Pascal Salino, professor da Universidade Paris-Dauphine

O capitalismo financeiro não é apenas anglo-saxônico. É universal e tem belos dias pela frente, simplesmente porque ele não é uma criação arbitrária, como poderia ser um sistema do tipo soviético. Este capitalismo é a expressão de inúmeros processos espontâneos criados para responder às necessidades dos seres humanos. Ele preenche duas funções fundamentais: orientar os recursos da poupança para as atividades onde obtêm a melhor rentabilidade e ter em conta os riscos da maneira mais eficaz. Certamente, o capitalismo financeiro não pode exercer estas funções de maneira perfeita, porque a informação nunca é perfeita. Porém, exerce-a melhor que qualquer outro sistema imaginável.

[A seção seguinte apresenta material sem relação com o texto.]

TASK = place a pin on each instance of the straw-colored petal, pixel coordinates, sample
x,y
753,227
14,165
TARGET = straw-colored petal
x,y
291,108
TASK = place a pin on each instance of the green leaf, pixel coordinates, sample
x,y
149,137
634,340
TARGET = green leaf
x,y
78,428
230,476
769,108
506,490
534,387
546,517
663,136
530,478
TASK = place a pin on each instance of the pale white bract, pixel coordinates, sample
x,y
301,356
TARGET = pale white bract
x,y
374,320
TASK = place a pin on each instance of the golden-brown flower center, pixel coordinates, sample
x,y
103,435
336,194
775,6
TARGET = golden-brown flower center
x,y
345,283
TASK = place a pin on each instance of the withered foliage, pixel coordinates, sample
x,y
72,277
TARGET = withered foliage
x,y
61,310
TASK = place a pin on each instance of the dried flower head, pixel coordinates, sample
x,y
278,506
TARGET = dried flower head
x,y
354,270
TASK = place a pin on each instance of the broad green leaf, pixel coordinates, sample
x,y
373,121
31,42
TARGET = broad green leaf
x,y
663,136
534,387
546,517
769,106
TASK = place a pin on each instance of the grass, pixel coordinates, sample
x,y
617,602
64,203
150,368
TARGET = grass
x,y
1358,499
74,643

As dificuldades atuais não são uma manifestação da falência deste sistema. Com efeito, a crise financeira é essencialmente uma crise de intervencionismo estatal. Resulta, em especial, da extraordinária instabilidade da política monetária americana neste início do século XXI, política monetária que, evidentemente, não é controlada pelo mercado, mas decidida arbitrariamente por autoridades públicas. Para que este capitalismo financeiro chegasse ao fim, seria necessário que todo o sistema financeiro fosse estatizado - o que está fora de cogitação - ou que ele explodisse visto que, deste modo, ele se constituiria em um sistema incoerente, o que não é o caso. No longo prazo, a crise atual parecerá um simples acidente de percurso que permitirá a liquidação das empresas financeiras mal administradas e incentivar outras a melhor a avaliar seus riscos. A maior ameaça vem do provável aumento da regulamentação.

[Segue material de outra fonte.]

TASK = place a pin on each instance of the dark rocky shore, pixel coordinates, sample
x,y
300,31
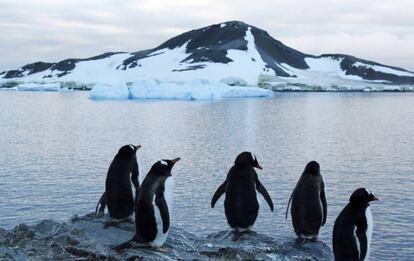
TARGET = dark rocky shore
x,y
82,238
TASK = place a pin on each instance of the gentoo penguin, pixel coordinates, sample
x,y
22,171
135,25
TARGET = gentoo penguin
x,y
353,228
309,208
118,193
153,207
240,204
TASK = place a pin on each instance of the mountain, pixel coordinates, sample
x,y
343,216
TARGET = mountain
x,y
230,50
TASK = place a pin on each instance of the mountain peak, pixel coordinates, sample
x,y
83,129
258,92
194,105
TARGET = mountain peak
x,y
228,49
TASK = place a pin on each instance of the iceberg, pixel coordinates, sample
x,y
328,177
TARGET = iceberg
x,y
109,92
45,87
197,89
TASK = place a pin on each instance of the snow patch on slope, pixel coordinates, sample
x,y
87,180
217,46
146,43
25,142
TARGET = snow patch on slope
x,y
383,69
199,89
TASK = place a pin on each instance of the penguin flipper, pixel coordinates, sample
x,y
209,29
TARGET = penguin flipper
x,y
102,202
262,190
163,207
220,191
290,200
324,204
362,237
134,176
131,243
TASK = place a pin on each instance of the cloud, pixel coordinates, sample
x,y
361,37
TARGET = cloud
x,y
51,30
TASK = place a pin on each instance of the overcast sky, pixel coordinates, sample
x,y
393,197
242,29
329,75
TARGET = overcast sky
x,y
51,30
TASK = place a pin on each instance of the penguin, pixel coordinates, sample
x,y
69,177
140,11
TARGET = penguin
x,y
353,228
240,204
153,208
118,193
309,207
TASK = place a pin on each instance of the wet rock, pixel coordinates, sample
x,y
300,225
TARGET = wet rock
x,y
84,238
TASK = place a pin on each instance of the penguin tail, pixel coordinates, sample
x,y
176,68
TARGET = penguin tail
x,y
102,202
131,243
125,245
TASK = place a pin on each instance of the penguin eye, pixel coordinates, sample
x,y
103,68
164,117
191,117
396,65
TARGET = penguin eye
x,y
254,157
163,162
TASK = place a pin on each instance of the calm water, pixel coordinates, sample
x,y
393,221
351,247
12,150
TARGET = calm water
x,y
55,149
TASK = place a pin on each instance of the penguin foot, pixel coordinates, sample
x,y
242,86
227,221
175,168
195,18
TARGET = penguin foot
x,y
110,224
236,235
100,213
298,242
130,221
162,249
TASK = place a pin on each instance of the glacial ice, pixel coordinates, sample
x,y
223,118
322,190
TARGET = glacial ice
x,y
198,89
54,87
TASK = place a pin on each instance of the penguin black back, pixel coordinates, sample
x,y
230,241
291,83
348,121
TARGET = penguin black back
x,y
118,194
309,207
153,205
240,204
353,228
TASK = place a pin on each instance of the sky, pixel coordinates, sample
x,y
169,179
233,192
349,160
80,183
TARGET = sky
x,y
52,30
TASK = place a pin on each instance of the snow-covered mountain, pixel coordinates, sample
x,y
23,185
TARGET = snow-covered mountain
x,y
231,52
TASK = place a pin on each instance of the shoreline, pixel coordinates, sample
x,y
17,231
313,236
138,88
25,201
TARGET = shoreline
x,y
83,237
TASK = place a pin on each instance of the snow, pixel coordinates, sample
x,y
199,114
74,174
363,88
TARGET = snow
x,y
109,92
167,66
39,87
198,89
234,81
384,69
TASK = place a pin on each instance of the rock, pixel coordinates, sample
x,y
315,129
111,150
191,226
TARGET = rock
x,y
84,238
234,81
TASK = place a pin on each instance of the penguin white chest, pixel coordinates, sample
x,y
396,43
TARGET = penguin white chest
x,y
161,237
370,224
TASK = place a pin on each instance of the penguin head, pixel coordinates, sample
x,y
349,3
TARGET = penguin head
x,y
312,168
128,151
164,166
362,196
247,158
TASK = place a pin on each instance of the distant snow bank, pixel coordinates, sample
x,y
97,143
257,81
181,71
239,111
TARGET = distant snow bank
x,y
47,87
198,89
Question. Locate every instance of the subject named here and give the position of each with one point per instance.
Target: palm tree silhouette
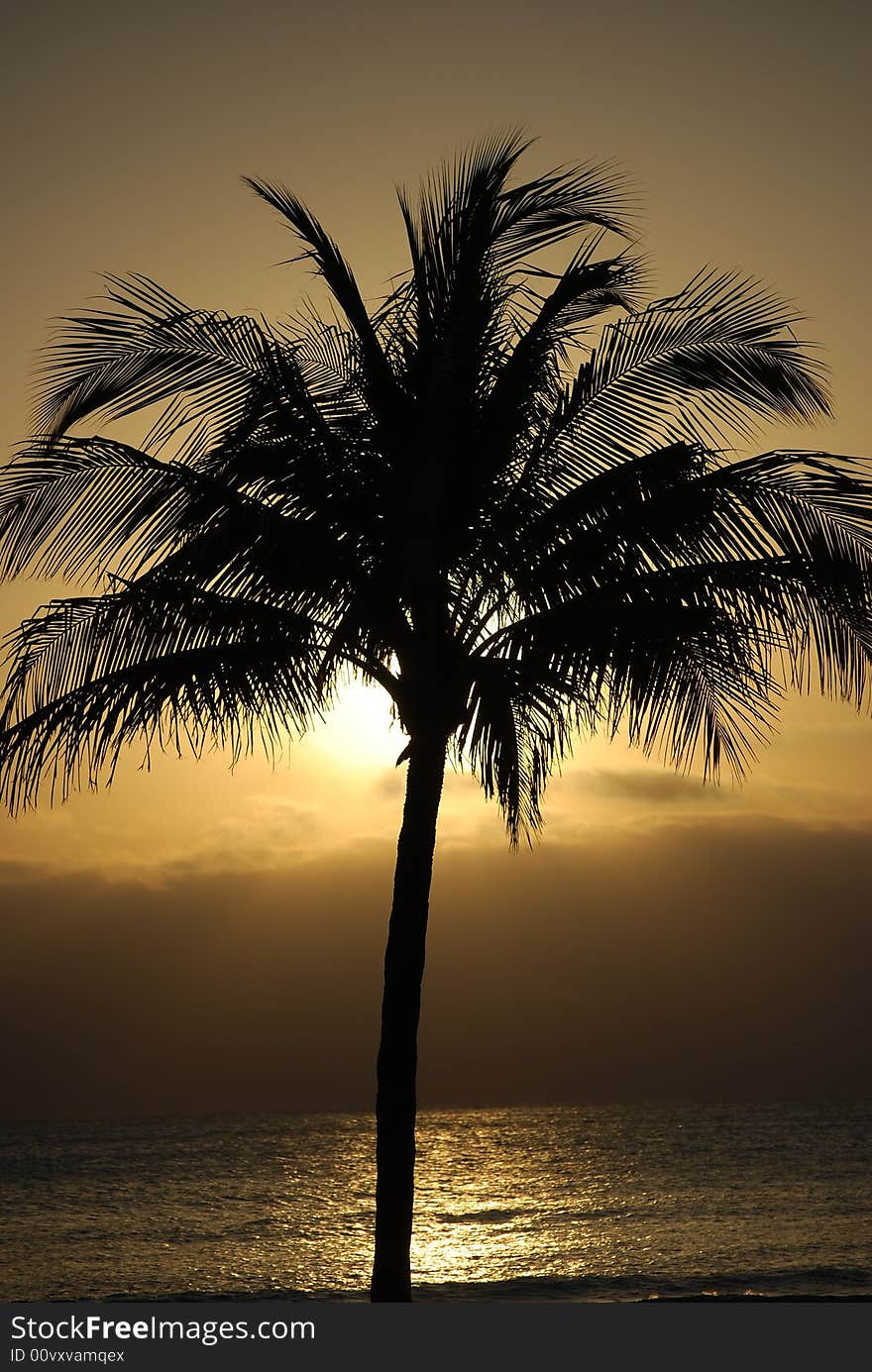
(512, 516)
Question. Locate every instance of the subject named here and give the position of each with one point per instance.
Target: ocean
(541, 1204)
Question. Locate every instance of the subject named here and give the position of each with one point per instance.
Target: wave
(787, 1285)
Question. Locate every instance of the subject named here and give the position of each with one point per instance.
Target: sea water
(586, 1204)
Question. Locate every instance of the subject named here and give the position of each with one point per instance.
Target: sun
(359, 729)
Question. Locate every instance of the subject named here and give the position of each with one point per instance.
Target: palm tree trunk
(397, 1062)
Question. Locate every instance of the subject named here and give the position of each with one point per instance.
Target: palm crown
(515, 533)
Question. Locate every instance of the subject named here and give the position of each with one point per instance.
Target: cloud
(721, 959)
(646, 787)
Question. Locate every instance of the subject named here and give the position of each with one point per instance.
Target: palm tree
(515, 517)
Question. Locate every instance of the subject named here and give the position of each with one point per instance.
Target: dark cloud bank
(710, 961)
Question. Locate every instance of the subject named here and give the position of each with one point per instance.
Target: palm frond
(694, 368)
(166, 666)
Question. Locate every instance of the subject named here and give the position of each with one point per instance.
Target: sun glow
(359, 729)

Pierre-Alain Muet, economista e deputado pelo Partido Socialista do Rhône

É essencial trazer de volta para o campo da regulamentação e do controle, as atividades de crédito efetuadas por organismos não bancários, dado que são estes fundos especulativos não controlados que estão na origem das crises financeiras recentes. É necessário impor uma obrigação de transparência aos produtos financeiros e sobre o montante dos fundos especulativos controlados pelos bancos. É necessário por fim, como o era anteriormente, separar as atividades de bancos de mercado das dos bancos comerciais. A `titularização`, ou seja, a possibilidade dada um credor de desfazer-se da totalidade de sua carteira de crédito, representa uma forma de irresponsabilidade. Os fundos especulativos emprestaram sem avaliar o risco, sabendo que eles poderiam se livrar desse risco repassando-o a um terceiro. Para evitar esta disseminação do risco, é necessário, aplicar as regras definidas nos acordos de Basiléia II, do Banco de Compensações Internacionais, reintegrando a `titularização` ao balanço dos bancos e, sobretudo, obrigando o credor inicial a reter de 30 a 40% do risco do empréstimo original. Toda instituição autorizada a fazer empréstimos será assim forçada a avaliar seu risco como qualquer banqueiro deve fazer.

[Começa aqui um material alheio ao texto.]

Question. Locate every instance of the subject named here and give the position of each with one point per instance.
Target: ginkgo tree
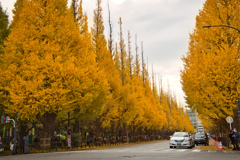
(210, 76)
(49, 67)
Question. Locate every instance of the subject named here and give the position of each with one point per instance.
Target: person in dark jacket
(230, 135)
(22, 145)
(235, 136)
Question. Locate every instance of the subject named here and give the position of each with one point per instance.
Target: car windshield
(199, 136)
(180, 134)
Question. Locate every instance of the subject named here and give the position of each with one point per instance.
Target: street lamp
(238, 101)
(209, 26)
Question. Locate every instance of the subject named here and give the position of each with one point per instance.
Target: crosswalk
(124, 150)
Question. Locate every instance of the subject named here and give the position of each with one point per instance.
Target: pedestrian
(12, 144)
(22, 145)
(0, 142)
(230, 135)
(236, 136)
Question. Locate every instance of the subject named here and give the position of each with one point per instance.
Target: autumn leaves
(210, 76)
(53, 65)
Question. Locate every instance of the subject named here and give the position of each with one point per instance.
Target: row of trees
(56, 72)
(210, 77)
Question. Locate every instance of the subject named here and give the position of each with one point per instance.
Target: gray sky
(162, 25)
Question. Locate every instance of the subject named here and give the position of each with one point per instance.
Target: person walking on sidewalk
(231, 138)
(22, 145)
(236, 136)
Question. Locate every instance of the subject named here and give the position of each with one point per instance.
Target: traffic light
(3, 119)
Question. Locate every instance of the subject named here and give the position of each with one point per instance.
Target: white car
(181, 139)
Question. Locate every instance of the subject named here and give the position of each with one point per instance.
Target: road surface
(148, 151)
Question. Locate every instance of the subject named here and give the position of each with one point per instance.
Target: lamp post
(209, 26)
(238, 101)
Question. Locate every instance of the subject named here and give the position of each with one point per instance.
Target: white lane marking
(211, 151)
(196, 150)
(182, 150)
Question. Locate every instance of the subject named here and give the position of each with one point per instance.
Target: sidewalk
(210, 147)
(8, 152)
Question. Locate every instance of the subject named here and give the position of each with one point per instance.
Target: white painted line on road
(228, 151)
(167, 150)
(196, 150)
(211, 151)
(182, 150)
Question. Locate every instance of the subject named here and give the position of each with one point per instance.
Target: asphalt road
(149, 151)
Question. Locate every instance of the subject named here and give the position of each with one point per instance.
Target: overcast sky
(162, 25)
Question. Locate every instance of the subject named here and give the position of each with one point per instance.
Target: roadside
(33, 151)
(213, 147)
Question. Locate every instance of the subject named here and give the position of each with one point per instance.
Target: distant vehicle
(181, 139)
(201, 138)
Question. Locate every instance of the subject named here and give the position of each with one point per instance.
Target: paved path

Em resumo, é necessário retornar a uma economia de intermediação e abandonar a economia do mercado financeiro, na qual os efeitos de alavancagem são muito importantes. Por certo, as agências de auditoria têm responsabilidade, mas a regulamentação e o controle trazem de volta o Estado, para onde todos se voltam quando as coisas vão mal. O controle dos mecanismos de mercado significa o retorno do Estado.